7 April 2024

Humanitarian leaders in the region have told the United States Special Envoy for Sudan that the crisis in Sudan is so severe that starvation is unavoidable, even if a lull in fighting takes place.

In calling for urgent humanitarian action and the need to reach a peace deal, envoy Tom Perriello stated, “One note from humanitarian leaders in the area is that even if the war ended tomorrow, we would still be unable to prevent a famine that is on its way. We’d only be able to reduce its acuteness and duration.”

Speaking at a virtual press conference in New York with the US Ambassador to the United Nations, Linda Thomas-Greenfield, before heading to Chad with some members of the US Congress, Perriello stated that the situation in Sudan necessitates not only an increase in the volume of aid but also a safe delivery to those in need.

“And as we enter the rainy season, where things may worsen, now is not the time to pause. It is now time for us to gather together those actors who can help pave the way to peace, humanitarian protection, and access,” he stated.

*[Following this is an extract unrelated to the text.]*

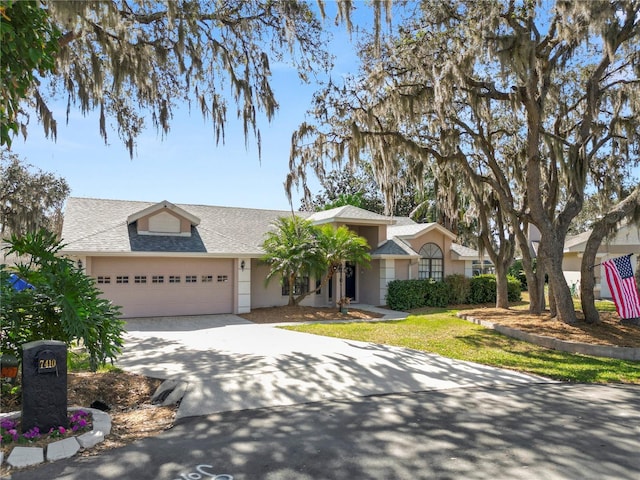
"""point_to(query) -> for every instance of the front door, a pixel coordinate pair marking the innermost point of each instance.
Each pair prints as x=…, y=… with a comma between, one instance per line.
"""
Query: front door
x=350, y=280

Much needed food aid at Port Sudan awaiting delivery (Ayin)

Blocked aid

Ambassador Thomas-Greenfield echoed Perriello’s appeal for access, noting that, despite the ongoing hazards that humanitarians face on the ground, combatants on both sides of the conflict have hindered them at every opportunity. This includes the Sudanese Armed Forces, which have obstructed major humanitarian supplies crossing from Chad to Darfur.

“More than a dearth of resources, humanitarian workers are just unable to give aid to those in need. As a result, we once again urge the army to immediately and fully reopen all of its border crossings with Chad for humanitarian purposes, including the Adré crossing,” she stated. If no action is taken, the ambassador says they will revert to the UN Security Council for potential solutions. 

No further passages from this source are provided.